The idea for the Border Caucus came from one of the region’s rising stars, freshman Rep. César Blanco of El Paso. He was elected founding chairman of the new group by his colleagues. Rep. Armando ‘Mando’ Martínez of Weslaco was elected vice chair, Rep. Mary González of El Paso was elected secretary and Rep. Poncho Nevárez was elected treasurer.
“Often times, the conversation that is missing is about the Texas-Mexico is the one about the economy. We want to talk about the border from an economic standpoint and its impact on the state and the country,” Blanco told the Rio Grande Guardian.
“What matters to our constituents back home on the border is jobs and economic development. Other people, mainly Republicans, want to focus on border security. The conversation about the border impacts our economy so we want to make sure when we are talking about border security we are doing it in the right way.”
Asked why the Texas-Mexico border region should matter to legislators from other parts of Texas, Blanco said: “Trade with Mexico creates 463,000 jobs in Texas. Texas’ exports to Mexico account for $173 billion in trade. Texas’ imports from Mexico total $218 billion. A lot of jobs, a lot of exports and a huge number of imports as well. We are talking billions and billions of dollars. Texas has the same size economy as the country of Australia and a lot of that has to do with our trade with Mexico. We as legislators want to make sure that we are able to facilitate that type of trade and that we have the infrastructure for the roads and the bridges, as well as the workforce to be able to sustain that and continue that and improve it.”
Blanco, a freshman state representative, made a big splash in his first legislative session. He received a lot of media coverage for his high profile battle to ensure more accountability over border security spending. And, working with state Rep. Joe Farias of San Antonio, Blanco helped ensure that veterans’ benefits would not be cut. These two issues helped propel Blanco to the “Ten Best” list of legislators by Texas Monthly magazine.
It is rare for a freshman to win this award. “I am just excited that there is a border legislator on the list. I am proud the border region was able to have that distinction. It is something I want to share with all our border members, and demonstrate that we are working together for all our border districts,” Blanco said.
Blanco said the idea for a Border Caucus came up during the 84th legislative session. He said the group has been registered with the Secretary of State’s Office.
“We thought it was a good idea to bring awareness to the economic contributions of the Texas-Mexico border region. We want to make sure that we study, that we develop and promote legislation and venues along the Texas-Mexico border to advance development, to promote development and prosperity. We are focusing on economic development, education, trade, public safety, commerce, workforce development, health, infrastructure and public-private partnerships.”

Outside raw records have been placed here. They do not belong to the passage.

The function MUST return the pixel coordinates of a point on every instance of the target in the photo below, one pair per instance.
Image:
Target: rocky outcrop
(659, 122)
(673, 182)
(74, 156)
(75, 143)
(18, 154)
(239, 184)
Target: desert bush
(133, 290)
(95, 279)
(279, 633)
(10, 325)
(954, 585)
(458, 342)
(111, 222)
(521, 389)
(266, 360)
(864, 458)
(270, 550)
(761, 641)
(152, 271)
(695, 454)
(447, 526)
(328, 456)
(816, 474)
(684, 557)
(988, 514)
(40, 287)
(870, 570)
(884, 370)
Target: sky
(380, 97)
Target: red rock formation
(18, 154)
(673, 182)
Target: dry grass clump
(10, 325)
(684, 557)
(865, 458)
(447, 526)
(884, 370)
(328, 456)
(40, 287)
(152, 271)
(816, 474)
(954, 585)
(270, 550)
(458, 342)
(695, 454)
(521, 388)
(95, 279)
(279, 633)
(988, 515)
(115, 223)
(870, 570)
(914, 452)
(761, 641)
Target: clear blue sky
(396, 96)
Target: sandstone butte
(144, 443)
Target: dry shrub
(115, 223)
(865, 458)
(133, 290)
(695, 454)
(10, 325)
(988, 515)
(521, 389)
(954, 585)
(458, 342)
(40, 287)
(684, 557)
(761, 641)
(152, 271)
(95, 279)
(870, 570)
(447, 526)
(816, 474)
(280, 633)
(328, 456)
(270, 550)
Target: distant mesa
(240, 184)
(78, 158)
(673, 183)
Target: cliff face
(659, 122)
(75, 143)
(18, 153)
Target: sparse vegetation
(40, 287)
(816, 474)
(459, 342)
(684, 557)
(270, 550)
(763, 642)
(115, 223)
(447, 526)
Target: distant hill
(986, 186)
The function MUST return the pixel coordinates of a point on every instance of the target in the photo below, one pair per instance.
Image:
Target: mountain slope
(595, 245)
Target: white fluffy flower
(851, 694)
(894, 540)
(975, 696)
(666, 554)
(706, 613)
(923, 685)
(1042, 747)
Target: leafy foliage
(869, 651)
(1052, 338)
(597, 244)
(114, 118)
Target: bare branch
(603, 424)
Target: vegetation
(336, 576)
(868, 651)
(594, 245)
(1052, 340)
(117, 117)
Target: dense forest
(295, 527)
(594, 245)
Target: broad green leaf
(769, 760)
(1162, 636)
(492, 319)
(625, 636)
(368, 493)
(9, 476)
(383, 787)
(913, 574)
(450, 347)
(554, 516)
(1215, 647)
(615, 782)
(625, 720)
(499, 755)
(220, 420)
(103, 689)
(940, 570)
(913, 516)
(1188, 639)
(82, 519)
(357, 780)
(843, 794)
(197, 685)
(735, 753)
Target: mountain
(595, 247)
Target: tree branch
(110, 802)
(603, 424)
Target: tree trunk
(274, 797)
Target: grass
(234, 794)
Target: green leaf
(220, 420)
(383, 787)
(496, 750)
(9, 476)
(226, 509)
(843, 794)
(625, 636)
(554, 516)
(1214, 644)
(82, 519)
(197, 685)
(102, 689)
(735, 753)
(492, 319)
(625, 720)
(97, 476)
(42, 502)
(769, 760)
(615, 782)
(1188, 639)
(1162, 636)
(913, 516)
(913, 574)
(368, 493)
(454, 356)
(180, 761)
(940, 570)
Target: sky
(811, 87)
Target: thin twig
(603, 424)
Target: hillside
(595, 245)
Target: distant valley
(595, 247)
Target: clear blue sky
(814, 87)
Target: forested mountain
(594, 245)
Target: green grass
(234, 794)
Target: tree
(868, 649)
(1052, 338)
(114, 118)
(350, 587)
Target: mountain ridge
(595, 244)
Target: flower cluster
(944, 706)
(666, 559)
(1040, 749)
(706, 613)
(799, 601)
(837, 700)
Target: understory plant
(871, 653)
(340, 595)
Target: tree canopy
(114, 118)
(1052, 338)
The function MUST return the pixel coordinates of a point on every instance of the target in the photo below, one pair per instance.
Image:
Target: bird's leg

Blanco said the group has gotten off to a good start with meetings designed to foster good relationships with key state agencies, statewide leaders and border mayors. “McAllen Mayor Jim Darling had a lunch with us during the session and we talked about some of the border region’s priorities. We met with Comptroller Glenn Hegar and Land Commissioner George P. Bush. We want to continue to meet with agency heads to talk about things we can do together to make sure we do good things for the border,” Blanco explained.
Membership of the Border Caucus is limited to state representatives that come from counties along the border. This means there are 16 members. In addition to Blanco, Martínez, González and Nevárez, the other members are René Oliveira of Brownsville, Eddie Lucio, III, of San Benito, Oscar Longoria of La Joya, Terry Canales of Edinburg, R.D. ‘Bobby’ Guerra of McAllen, Sergio Muñoz of Mission, Ryan Guillen of Rio Grande City, Richard Peña Raymond of Laredo, Tracy King of Batesville, and Marisa Márquez, Joe Moody, and Joe Pickett, all of El Paso. Márquez has announced she will not stand for re-election in 2016.
Asked if the Border Caucus will study issues in depth and write reports about those issues, Blanco answered affirmatively. He said funds are currently raised by the 16 members paying dues. “Obviously we are going to have to raise money to do those types of things. We do want to be able to arm ourselves with data and information and that does require studies and staff to put it together. We want to be one of the organizations, at least in the Legislature, that when there are border issues, whether it is infrastructure, health, trade, public safety or workforce that our caucus is takes the lead.”
Blanco said that among the next steps are to take the Border Caucus on the road. “We want to take the border caucus on the road and work with local media and bring guests to the border to highlight some of the important things that are happening, such as border trade. Things like SpaceX, agriculture, medical schools, hospitals. We want to highlight the positive things that are happening on the border,” Blanco said.
Blanco concluded the interview with these wrap-up remarks. “Every member of the Border Caucus is working together towards the same goal of making sure our region is successful for the future. It is going to be a very productive caucus. It is not going to be a caucus by name. We want the border region to know that the representatives that serve on the border caucus are there to fight for them and to make sure the border region gets its fair share.”